More LGBTQ+ people are vaccinated against Covid because we've been through epidemics like this before, writes Lee Suckling. Photo / Getty Images
OPINION:
We haven't heard a lot about how LGBTQ+ people have fared during the pandemic.
There have been few studies on our physical health, and only a few on our mental health – such as the disproportionally negative impact on our community. In one poll from early 2021, three-quarters of LGBT people (74 per cent) reported worry and stress from the pandemic negatively impacting their mental health compared to half (49 per cent) of non-LGBT people. Half of those queer people reported the lockdowns and ongoing pandemic had a "major impact" on their mental health.
The vast majority of us are keen on the vax. Why? We know it's the only way out of this pandemic, and we've already been through one devastation like this: the Aids epidemic. In March 2020, barely a month into the pandemic and weeks before New Zealand's first lockdown, I recall comparing the fear of Covid to something the queer community knew all too well.
When the queer community was provided with access to PrEP, or pre-exposure prophylaxis, for HIV (a transmission-preventing drug with the same efficacy as condoms), it was literally a life-changer. PrEP continues to save lives every day and is universally understood by our community as being the science that changed our existence. For the first time in 40 years, queer people don't have to be so afraid any more.
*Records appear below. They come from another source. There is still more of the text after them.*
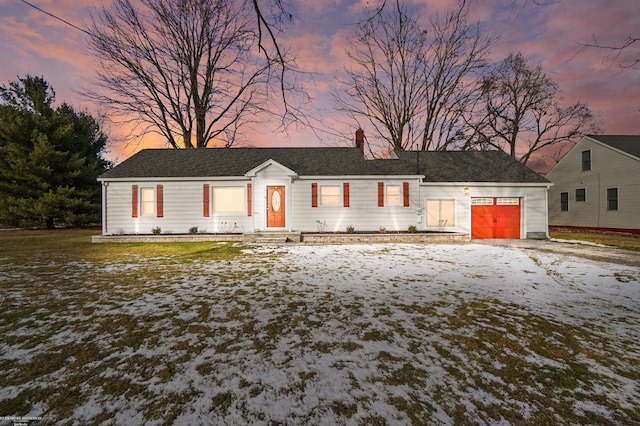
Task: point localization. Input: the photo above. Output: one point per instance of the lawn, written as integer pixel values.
(214, 333)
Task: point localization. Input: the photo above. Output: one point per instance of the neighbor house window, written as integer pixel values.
(612, 199)
(393, 195)
(228, 199)
(441, 213)
(564, 201)
(147, 201)
(330, 195)
(586, 160)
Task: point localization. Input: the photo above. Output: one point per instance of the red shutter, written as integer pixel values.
(345, 194)
(249, 206)
(405, 193)
(159, 201)
(134, 201)
(314, 194)
(205, 200)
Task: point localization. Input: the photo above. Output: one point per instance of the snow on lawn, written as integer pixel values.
(348, 334)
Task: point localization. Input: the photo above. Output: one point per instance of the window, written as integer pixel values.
(612, 199)
(393, 195)
(586, 160)
(228, 199)
(441, 213)
(564, 201)
(330, 195)
(147, 201)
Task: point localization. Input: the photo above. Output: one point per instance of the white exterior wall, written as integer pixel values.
(609, 169)
(363, 213)
(533, 202)
(183, 209)
(183, 206)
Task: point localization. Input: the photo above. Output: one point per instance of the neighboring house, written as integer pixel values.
(596, 185)
(243, 190)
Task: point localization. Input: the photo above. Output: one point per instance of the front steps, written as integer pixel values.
(271, 237)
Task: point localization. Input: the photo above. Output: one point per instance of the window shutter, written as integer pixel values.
(405, 193)
(159, 201)
(205, 200)
(134, 201)
(314, 194)
(345, 194)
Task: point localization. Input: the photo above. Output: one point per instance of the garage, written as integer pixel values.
(495, 217)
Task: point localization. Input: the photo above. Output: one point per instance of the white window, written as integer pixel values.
(482, 201)
(330, 195)
(393, 195)
(147, 201)
(507, 201)
(228, 199)
(441, 213)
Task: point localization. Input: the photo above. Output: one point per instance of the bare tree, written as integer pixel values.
(413, 84)
(186, 69)
(521, 111)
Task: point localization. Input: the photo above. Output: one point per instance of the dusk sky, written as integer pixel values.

As I've looked through my own social media feeds this year, the people I follow – mostly queer folks – are relentless in promoting vaccine uptake. From formal links to vaccination centres to saying "cheers to Pfizer!" over brunch, every queer person I know across the globe with a large social platform is using it for the public good. Queer influencers have gone from pre-pandemic sponsored posts for vitamins and supplements to something actually helping others.
Queer people are also more supportive of what's known as "vaccine mandates", ie requirements to be vaccinated for public freedoms such as eating in a restaurant. Sixty-five per cent of us support a mandate to be vaccinated in order to enjoy social liberty safely, as opposed to only half of non-LGBTQ+ people.
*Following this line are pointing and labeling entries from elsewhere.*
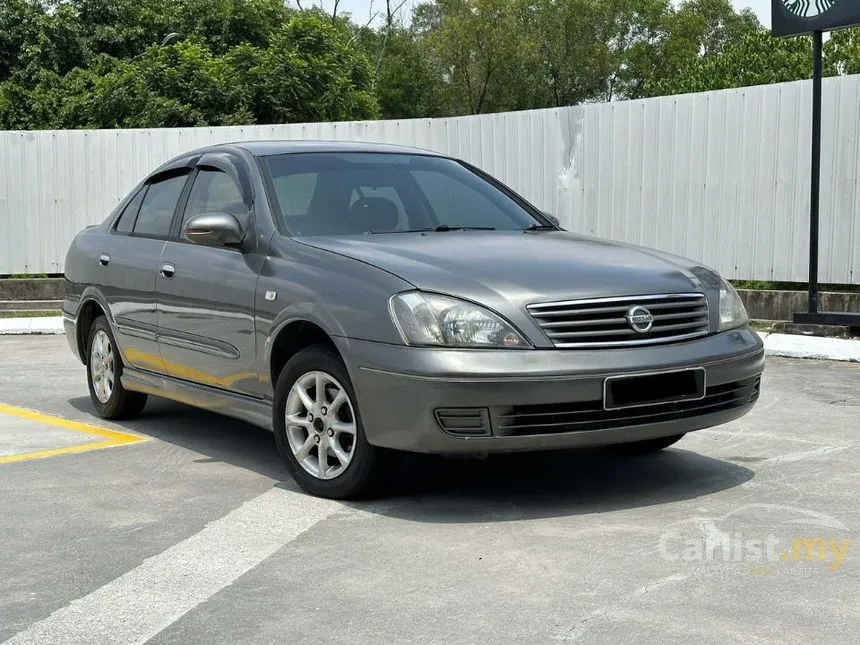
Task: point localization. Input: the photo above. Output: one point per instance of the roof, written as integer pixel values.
(266, 148)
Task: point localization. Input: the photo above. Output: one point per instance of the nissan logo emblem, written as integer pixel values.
(640, 319)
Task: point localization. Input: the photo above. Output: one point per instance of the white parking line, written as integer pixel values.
(141, 603)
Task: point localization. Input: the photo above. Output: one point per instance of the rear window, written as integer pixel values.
(356, 193)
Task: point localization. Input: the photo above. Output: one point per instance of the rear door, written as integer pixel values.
(206, 294)
(128, 263)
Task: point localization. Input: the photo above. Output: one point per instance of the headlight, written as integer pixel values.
(732, 311)
(442, 321)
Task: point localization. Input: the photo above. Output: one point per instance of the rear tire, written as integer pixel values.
(104, 376)
(324, 446)
(646, 447)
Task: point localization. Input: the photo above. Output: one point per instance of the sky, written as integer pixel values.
(360, 14)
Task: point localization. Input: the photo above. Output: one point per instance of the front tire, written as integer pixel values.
(318, 428)
(646, 447)
(104, 376)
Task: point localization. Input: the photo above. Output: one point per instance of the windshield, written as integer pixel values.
(354, 193)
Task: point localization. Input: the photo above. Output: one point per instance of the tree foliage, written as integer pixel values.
(101, 63)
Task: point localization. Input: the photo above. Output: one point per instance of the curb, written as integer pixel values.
(792, 346)
(785, 345)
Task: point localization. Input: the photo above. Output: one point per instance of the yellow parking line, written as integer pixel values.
(111, 438)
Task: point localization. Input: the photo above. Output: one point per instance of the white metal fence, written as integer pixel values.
(721, 177)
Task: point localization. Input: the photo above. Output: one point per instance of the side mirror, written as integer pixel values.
(214, 229)
(552, 218)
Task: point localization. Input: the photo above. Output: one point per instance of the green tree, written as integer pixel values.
(757, 59)
(21, 23)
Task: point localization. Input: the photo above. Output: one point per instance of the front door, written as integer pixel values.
(206, 296)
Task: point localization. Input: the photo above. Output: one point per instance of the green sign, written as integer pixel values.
(799, 17)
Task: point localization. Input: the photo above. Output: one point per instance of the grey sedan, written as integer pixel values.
(360, 300)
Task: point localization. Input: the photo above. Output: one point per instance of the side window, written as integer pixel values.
(126, 220)
(159, 204)
(454, 203)
(214, 191)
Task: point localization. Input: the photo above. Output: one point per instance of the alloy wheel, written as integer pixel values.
(102, 366)
(320, 423)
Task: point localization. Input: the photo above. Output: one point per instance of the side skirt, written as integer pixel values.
(233, 405)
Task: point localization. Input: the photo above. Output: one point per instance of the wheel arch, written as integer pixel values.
(291, 338)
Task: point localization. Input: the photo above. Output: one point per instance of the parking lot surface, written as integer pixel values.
(182, 527)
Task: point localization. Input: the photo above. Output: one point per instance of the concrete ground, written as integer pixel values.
(183, 528)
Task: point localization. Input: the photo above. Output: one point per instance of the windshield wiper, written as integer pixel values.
(444, 228)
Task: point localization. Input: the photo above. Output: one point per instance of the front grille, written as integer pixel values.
(602, 322)
(464, 422)
(525, 420)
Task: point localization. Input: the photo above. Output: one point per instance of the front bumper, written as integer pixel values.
(539, 399)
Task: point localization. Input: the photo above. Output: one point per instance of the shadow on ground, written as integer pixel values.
(433, 489)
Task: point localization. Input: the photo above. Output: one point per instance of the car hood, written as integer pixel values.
(522, 267)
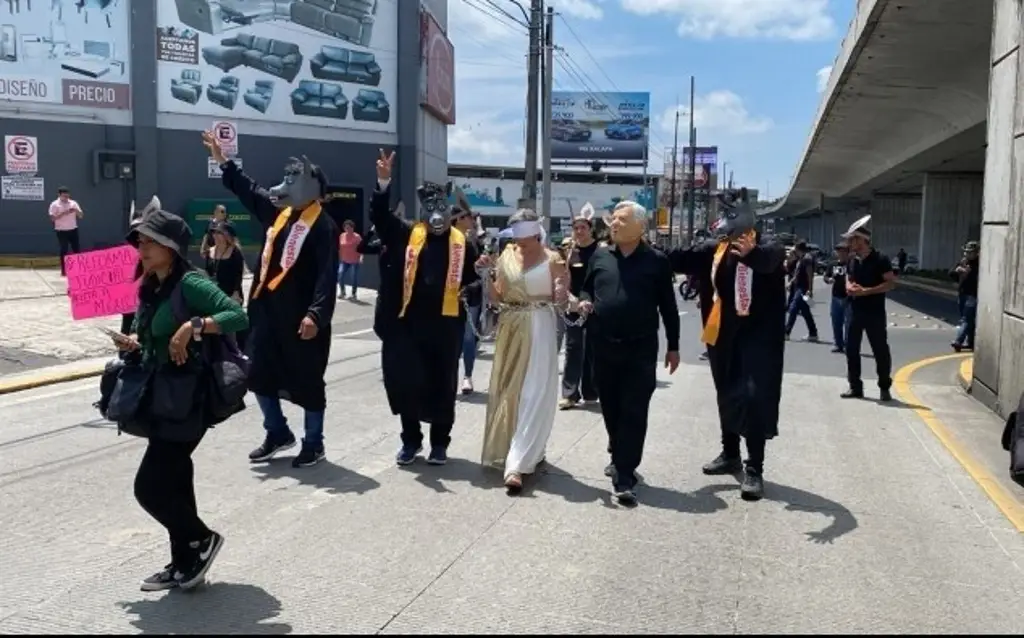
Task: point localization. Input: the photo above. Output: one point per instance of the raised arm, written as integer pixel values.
(250, 194)
(392, 230)
(694, 259)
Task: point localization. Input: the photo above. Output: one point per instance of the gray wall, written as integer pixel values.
(171, 162)
(998, 358)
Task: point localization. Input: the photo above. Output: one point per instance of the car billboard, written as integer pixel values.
(599, 126)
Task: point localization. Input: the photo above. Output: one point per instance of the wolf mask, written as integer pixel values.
(434, 200)
(303, 183)
(737, 215)
(136, 215)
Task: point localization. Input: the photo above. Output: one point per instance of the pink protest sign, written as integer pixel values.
(100, 283)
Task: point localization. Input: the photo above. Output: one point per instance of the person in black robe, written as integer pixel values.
(291, 302)
(423, 313)
(744, 334)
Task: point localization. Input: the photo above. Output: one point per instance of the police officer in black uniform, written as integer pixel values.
(869, 277)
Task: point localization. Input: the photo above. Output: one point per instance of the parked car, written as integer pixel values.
(624, 130)
(567, 130)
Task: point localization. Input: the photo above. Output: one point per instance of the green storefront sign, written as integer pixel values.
(200, 212)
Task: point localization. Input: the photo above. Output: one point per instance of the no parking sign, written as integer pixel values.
(20, 154)
(227, 134)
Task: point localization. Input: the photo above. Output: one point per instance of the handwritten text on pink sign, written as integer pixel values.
(100, 283)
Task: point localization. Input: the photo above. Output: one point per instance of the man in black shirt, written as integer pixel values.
(869, 277)
(840, 310)
(627, 287)
(966, 273)
(578, 378)
(801, 292)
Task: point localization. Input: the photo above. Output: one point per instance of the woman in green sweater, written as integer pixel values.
(165, 482)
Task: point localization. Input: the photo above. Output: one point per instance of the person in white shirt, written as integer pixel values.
(65, 213)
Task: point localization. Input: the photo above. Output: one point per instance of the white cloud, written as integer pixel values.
(823, 75)
(721, 113)
(781, 19)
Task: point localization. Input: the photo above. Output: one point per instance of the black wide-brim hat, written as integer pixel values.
(165, 228)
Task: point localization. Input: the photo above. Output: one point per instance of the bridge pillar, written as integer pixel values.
(950, 216)
(998, 356)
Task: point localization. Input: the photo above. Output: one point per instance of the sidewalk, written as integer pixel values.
(868, 525)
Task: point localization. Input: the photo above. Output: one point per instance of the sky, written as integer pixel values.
(760, 67)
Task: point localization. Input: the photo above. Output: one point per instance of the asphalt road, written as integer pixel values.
(868, 524)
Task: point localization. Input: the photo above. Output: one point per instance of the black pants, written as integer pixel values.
(68, 243)
(412, 432)
(878, 337)
(165, 487)
(578, 378)
(755, 450)
(626, 375)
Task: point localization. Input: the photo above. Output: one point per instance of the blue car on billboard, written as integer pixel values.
(624, 130)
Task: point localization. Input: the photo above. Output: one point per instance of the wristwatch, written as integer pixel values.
(198, 324)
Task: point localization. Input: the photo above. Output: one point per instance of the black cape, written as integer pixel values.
(283, 365)
(421, 350)
(747, 360)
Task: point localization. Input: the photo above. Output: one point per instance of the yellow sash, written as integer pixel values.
(296, 238)
(453, 281)
(714, 324)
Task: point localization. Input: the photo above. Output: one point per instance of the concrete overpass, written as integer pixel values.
(922, 125)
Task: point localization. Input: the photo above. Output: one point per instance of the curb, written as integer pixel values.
(29, 382)
(18, 261)
(965, 374)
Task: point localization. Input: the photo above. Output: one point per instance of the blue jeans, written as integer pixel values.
(469, 340)
(969, 316)
(799, 306)
(348, 273)
(841, 321)
(276, 425)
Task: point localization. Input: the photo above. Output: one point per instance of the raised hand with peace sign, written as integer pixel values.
(384, 164)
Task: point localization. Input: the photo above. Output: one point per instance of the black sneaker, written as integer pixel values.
(206, 552)
(723, 465)
(407, 456)
(270, 447)
(309, 456)
(438, 456)
(754, 485)
(160, 581)
(626, 496)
In the queer community, people of colour (POCs) are the mostly likely to get a Covid-19 vaccination. Human Rights Watch found among LGBTQ+ respondents, 90 per cent of Latinx adults, 85 per cent of Black adults, 96 per cent of Asian or Pacific Island adults, and 85 per cent of Native American, Middle Eastern, and North African adults had received at least one dose. That's well above POCs in the general population. These groups are "minorities with a minority", as it were, and this evidence could help convince Māori and Pasifika to get the vaccine too. How? It's all about community.
LGBTQ+ are renowned for our sense of community. Just as Māori and Pacific people are. We have a sense of "taking care of our own," a "chosen family" in the absence of biological parents, and an underlying worry that if we don't support ourselves, nobody else will. Getting vaccinated, and promoting vaccination, speaks directly to this ethos. One's power and influence is best harnessed when used to convince someone who can identify with them. Especially to make a decision for the good of their health. We'll listen to a drag queen just like Māori listen to their kaumatua and a Pacific person might listen to their church leader.
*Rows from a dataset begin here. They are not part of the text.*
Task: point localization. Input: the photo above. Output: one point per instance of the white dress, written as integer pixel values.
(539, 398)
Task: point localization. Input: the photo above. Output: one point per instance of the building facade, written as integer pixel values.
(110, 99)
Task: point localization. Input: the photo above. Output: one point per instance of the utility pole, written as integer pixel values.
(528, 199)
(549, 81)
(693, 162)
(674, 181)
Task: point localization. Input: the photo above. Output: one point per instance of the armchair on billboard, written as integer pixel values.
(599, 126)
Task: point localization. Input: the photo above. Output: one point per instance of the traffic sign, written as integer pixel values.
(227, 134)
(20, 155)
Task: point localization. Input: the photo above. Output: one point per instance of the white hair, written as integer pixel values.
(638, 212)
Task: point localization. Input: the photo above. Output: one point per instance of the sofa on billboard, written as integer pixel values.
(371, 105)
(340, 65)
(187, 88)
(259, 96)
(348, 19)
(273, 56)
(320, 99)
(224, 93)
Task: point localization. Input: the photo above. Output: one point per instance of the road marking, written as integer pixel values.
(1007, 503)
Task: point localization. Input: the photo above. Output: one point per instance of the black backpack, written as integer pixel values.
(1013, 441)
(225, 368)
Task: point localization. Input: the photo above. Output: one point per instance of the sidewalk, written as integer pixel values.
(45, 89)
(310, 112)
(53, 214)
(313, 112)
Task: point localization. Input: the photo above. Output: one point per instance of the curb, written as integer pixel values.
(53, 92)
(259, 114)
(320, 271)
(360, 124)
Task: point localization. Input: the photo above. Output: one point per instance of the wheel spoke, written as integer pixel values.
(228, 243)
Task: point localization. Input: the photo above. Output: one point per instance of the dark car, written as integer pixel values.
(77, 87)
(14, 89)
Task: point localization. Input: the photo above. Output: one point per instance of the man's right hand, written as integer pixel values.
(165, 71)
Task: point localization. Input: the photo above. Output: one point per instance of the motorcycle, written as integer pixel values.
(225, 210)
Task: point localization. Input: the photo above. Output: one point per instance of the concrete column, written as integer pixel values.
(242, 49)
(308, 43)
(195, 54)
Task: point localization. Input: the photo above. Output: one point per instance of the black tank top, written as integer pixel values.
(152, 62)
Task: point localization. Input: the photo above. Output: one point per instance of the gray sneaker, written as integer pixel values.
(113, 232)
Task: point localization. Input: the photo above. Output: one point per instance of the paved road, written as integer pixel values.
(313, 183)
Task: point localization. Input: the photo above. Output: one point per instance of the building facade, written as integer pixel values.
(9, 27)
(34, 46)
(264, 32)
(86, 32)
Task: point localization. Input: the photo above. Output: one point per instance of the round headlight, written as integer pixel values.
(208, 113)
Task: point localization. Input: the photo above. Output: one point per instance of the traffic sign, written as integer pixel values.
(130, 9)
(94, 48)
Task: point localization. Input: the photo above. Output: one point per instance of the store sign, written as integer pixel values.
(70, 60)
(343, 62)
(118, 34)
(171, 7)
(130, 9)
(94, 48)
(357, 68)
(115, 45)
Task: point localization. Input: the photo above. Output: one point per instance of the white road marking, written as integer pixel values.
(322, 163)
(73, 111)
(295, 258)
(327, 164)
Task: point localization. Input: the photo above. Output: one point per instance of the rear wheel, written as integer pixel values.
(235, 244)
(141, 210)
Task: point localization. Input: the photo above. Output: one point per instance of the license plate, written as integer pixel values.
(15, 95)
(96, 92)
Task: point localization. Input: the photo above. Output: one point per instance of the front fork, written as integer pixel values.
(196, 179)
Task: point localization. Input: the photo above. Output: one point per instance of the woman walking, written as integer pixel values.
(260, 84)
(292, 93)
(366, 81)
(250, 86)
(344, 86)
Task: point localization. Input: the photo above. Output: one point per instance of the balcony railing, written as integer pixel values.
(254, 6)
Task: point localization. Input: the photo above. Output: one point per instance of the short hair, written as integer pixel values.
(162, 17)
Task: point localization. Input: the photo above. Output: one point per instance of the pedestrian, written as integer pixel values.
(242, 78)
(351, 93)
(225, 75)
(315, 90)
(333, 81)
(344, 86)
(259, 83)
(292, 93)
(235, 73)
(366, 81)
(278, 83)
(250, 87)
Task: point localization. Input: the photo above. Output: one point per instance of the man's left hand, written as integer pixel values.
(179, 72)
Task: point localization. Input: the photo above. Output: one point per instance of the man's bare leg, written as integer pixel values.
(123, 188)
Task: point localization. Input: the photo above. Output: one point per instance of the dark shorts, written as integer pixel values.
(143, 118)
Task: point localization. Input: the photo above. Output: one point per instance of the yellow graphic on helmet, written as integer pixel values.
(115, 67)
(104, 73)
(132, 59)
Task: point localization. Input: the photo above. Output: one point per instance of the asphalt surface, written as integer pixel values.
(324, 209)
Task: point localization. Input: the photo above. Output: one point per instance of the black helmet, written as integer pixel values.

The anti-vax movement still exists in the queer community, of course. Vaccine hesitancy has been shown among a sample of sexual and gender minority men and transgender women because of mistrust in the medical industry. Indeed, queer people have a lot of reasons not to trust medicine deemed, "for the common good", as we were once subject to chemical castration and other horrific medical interventions to change our sexualities.
Regardless, it makes me smile the vast majority of my community have put scepticism and concerns about personal side effects aside, in favour of something bigger than ourselves. And that's what the Covid-19 vaccine is. Yes, it protects you, but it's not really about you. It's about everyone else in your community. If all minorities approach the vaccine with the same philosophy as the queer community, we will ALL get out of this pandemic a lot faster.